The wholesale-price index rose 6.1 percent from a year earlier, compared with July’s 5.79 percent climb, the Commerce Ministry said in New Delhi today. The median estimate of 25 analysts in a Bloomberg News survey was for a 5.7 percent gain.
Rajan unveils his first monetary-policy decision this week after becoming governor on Sept. 4 and inheriting interest-rate increases from July aimed at aiding the currency. He’s pledged to contain inflation expectations and stepped up efforts to boost foreign-exchange reserves, prompting a climb in the rupee that’s pared its drop versus the dollar in 2013 to 12.5 percent.

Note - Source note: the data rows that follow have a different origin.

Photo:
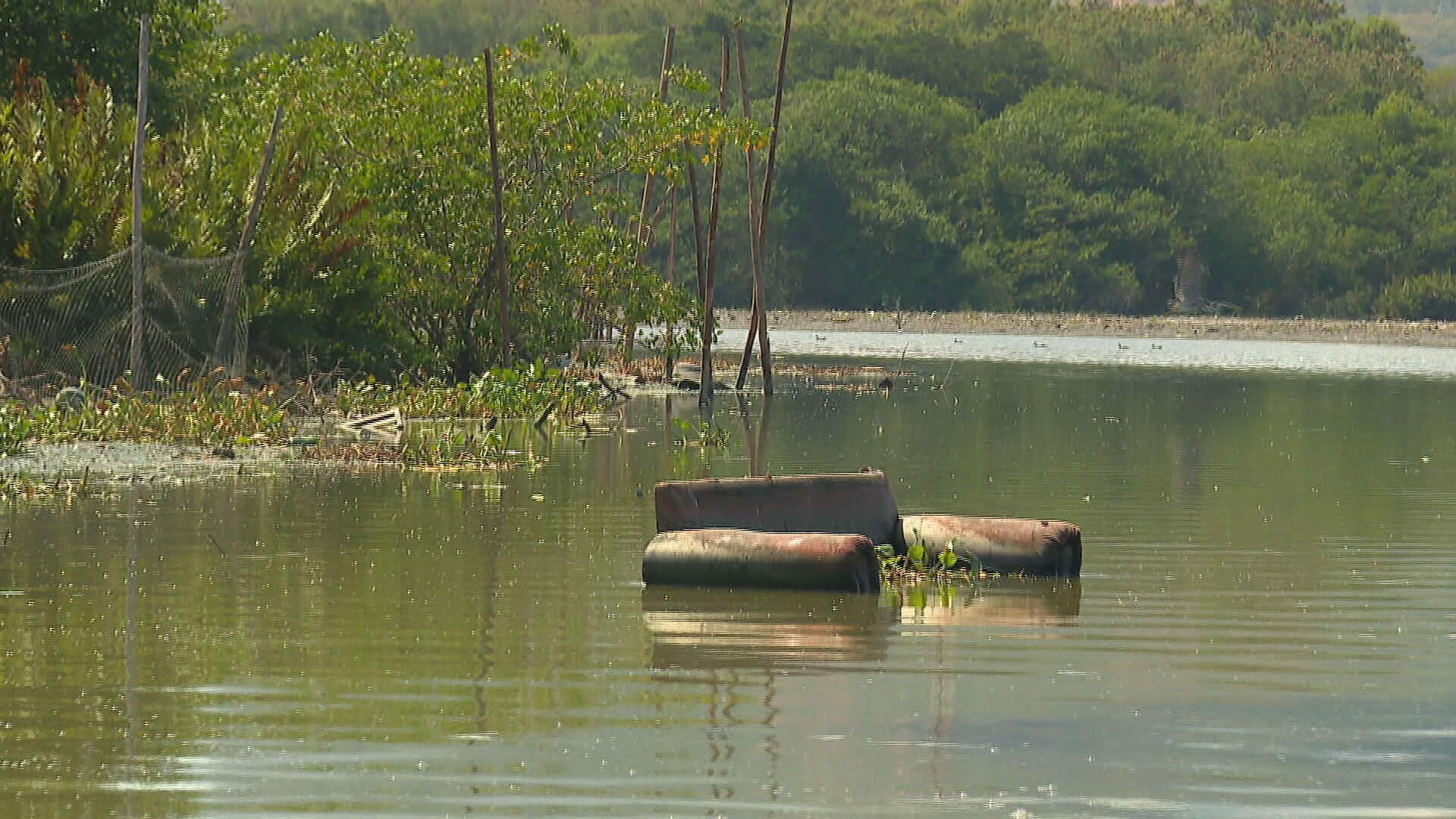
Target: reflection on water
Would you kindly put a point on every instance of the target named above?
(1264, 626)
(695, 629)
(1177, 353)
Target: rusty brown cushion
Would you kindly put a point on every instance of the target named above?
(737, 558)
(856, 503)
(1005, 545)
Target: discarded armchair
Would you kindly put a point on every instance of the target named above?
(819, 532)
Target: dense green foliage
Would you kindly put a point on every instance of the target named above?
(940, 155)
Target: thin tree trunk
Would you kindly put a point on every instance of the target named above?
(644, 234)
(764, 360)
(139, 249)
(672, 278)
(235, 280)
(503, 276)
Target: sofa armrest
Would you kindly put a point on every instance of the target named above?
(1003, 545)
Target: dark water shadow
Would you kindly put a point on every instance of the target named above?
(714, 629)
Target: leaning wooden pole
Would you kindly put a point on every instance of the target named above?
(705, 390)
(755, 249)
(669, 363)
(644, 232)
(139, 249)
(235, 279)
(698, 223)
(498, 251)
(764, 360)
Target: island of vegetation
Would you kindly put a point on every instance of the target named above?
(1279, 158)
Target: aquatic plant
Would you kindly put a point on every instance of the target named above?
(201, 410)
(15, 428)
(919, 566)
(525, 392)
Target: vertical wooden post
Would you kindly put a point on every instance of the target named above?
(672, 276)
(644, 232)
(498, 253)
(139, 249)
(235, 279)
(764, 360)
(698, 223)
(755, 248)
(705, 394)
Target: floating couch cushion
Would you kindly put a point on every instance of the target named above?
(1005, 545)
(739, 558)
(856, 503)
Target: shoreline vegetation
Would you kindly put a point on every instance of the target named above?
(57, 447)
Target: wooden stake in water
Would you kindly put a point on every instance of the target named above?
(755, 248)
(235, 279)
(705, 388)
(503, 276)
(764, 360)
(139, 251)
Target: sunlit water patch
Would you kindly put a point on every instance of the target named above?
(1220, 354)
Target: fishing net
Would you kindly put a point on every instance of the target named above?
(72, 325)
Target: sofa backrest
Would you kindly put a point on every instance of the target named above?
(855, 503)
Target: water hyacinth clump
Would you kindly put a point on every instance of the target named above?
(498, 394)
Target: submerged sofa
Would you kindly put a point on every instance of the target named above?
(819, 532)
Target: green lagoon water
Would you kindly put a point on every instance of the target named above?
(1266, 624)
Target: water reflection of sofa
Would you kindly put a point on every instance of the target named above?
(820, 531)
(696, 629)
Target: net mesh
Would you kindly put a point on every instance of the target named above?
(71, 325)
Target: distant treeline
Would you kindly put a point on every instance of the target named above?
(1027, 155)
(935, 155)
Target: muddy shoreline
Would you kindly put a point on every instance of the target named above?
(1348, 331)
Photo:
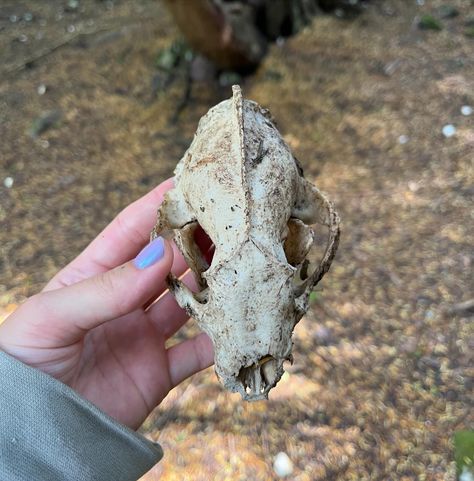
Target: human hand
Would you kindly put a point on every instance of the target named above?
(96, 327)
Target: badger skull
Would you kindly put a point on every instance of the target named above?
(239, 181)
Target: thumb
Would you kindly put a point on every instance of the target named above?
(66, 314)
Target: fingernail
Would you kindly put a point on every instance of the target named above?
(150, 254)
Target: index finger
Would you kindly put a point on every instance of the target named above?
(118, 242)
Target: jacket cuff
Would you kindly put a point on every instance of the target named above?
(48, 432)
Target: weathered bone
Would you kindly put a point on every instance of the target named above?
(239, 181)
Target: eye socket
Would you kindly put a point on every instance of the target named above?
(298, 241)
(304, 249)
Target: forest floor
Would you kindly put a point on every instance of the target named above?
(383, 372)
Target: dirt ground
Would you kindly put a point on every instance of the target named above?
(383, 371)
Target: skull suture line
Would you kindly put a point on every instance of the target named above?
(239, 181)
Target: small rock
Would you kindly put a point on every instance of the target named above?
(449, 130)
(323, 336)
(8, 182)
(390, 68)
(44, 122)
(72, 4)
(282, 465)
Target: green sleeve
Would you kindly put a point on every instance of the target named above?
(48, 432)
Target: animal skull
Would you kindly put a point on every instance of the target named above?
(239, 181)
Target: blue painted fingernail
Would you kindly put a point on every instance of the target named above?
(150, 254)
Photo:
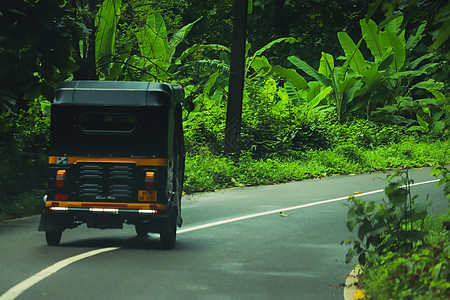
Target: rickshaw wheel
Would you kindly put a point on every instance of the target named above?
(53, 237)
(169, 236)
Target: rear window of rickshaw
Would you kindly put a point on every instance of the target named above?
(93, 122)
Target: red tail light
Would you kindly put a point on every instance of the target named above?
(149, 180)
(61, 178)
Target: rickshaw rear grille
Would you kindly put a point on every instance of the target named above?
(100, 181)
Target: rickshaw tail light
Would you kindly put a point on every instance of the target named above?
(149, 180)
(61, 178)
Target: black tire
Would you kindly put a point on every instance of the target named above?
(53, 237)
(169, 236)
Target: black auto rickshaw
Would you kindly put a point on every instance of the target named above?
(116, 156)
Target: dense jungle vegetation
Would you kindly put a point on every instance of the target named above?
(331, 87)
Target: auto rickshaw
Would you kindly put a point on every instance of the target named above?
(116, 157)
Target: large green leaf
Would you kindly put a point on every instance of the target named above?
(293, 95)
(394, 27)
(389, 39)
(323, 93)
(106, 24)
(326, 66)
(371, 80)
(414, 39)
(430, 84)
(372, 38)
(289, 40)
(309, 70)
(291, 76)
(152, 39)
(357, 62)
(261, 63)
(179, 36)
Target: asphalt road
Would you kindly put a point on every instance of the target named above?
(234, 244)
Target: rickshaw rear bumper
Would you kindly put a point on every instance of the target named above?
(59, 218)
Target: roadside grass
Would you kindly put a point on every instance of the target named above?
(423, 273)
(208, 172)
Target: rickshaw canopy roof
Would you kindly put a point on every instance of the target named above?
(118, 93)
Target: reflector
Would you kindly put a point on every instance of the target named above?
(149, 180)
(61, 178)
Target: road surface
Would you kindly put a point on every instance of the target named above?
(234, 244)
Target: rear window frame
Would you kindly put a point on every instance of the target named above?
(103, 130)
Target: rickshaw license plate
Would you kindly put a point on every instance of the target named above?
(147, 195)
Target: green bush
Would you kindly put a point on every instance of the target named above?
(420, 274)
(24, 141)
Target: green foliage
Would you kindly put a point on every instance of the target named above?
(441, 170)
(389, 89)
(24, 140)
(421, 274)
(395, 225)
(279, 168)
(35, 50)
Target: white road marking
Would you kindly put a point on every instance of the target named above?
(18, 289)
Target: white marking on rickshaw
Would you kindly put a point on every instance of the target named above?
(21, 287)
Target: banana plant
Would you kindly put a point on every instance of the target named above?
(397, 80)
(336, 82)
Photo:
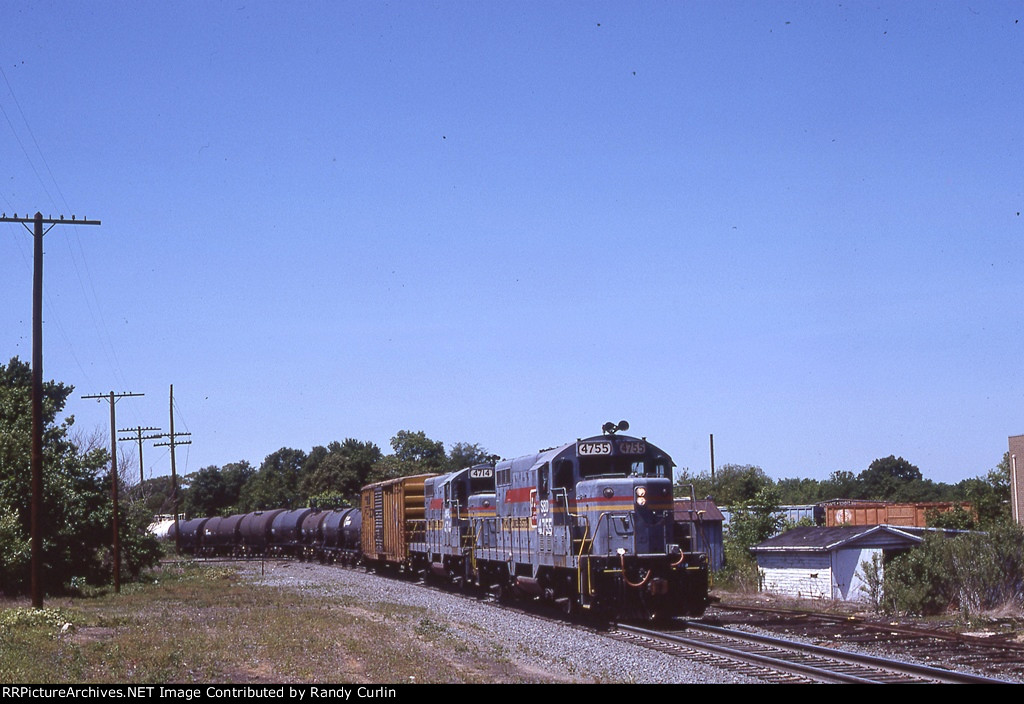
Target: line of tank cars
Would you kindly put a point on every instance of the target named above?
(588, 525)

“Monetary tightening can’t be reversed until we start seeing a consistent decline in inflationary pressures,” said Rupa Rege Nitsure, an economist at Bank of Baroda in Mumbai. “India has entered a stagflationary phase.”

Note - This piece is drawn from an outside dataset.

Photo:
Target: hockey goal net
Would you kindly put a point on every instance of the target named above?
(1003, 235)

The rupee, up 4.6 percent this month, pared gains after the release and ended the day 1 percent higher at 62.845 per dollar in Mumbai. The S&P BSE Sensex stock index rose 0.1 percent. The yield on the 7.16 percent bond due May 2023 fell to 8.43 percent from 8.49 percent on Sept. 13.
The dollar weakened against major peers as former Treasury Secretary Lawrence Summers withdrew his bid to become U.S. Federal Reserve chairman. Summers would have tightened policy more than Janet Yellen, who is among the front-runners to replace Ben S. Bernanke, a Bloomberg Global Poll showed.
India’s current-account gap and slowing economic growth left it vulnerable to the capital flight from emerging markets triggered by the prospect of reduced U.S. monetary stimulus.
Prime Minister Manmohan Singh’s economic advisory body last week said the nation’s monetary stance must continue until the rupee stabilizes. Policy easing is possible subsequently if wholesale inflation moderates, it said.
Every 10 percent decline in the rupee adds as much as 80 basis points to wholesale inflation, according to Nomura Holdings Inc.
Food prices climbed 18.2 percent in August from a year earlier, with onion costs surging 245 percent, today’s report showed. Fuel and power jumped 11.3 percent. Non-food manufactured goods prices, a measure of core inflation, advanced 1.97 percent after a 2.33 percent gain in July, according to Bloomberg calculations based on the data.
The RBI raised two interest rates in July to increase shorter term borrowing costs and capped cash injections into the banking system, seeking to curb the supply of rupees.
The benchmark repurchase rate was left unchanged after cuts earlier in 2013. Rajan will keep it at 7.25 percent at the Sept. 20 review, Standard Chartered Plc and Morgan Stanley said.
The governor on Sept. 4 announced a plan to provide concessional swaps for banks’ foreign-currency deposits, a move that will boost foreign reserves by $10 billion, according to Bank of America Merrill Lynch.
Rajan delayed the September review to follow the Fed’s meeting. The U.S. monetary authority will probably trim its monthly bond-buying program by $10 billion to $75 billion this week, a separate survey of economists showed.
Singh is striving to revive investment, tame price pressures and woo fund inflows before elections due by May. Slower expansion imperils the nation’s fight against poverty.
A separate gauge of inflation based on consumer prices rose 9.52 percent last month from a year earlier.
The government has raised taxes on gold imports and eased curbs on investment from abroad to bolster Asia’s No. 3 economy. It predicts the current-account gap will narrow to about $70 billion in the fiscal year ending March 2014 from a record $87.8 billion in the previous 12-month period.
Banks from HSBC Holdings Plc to Goldman Sachs Group Inc. have lowered their growth projections for India following the RBI’s moves in July. Both expect 4 percent expansion in 2013-2014. The average in the past decade is about 8 percent.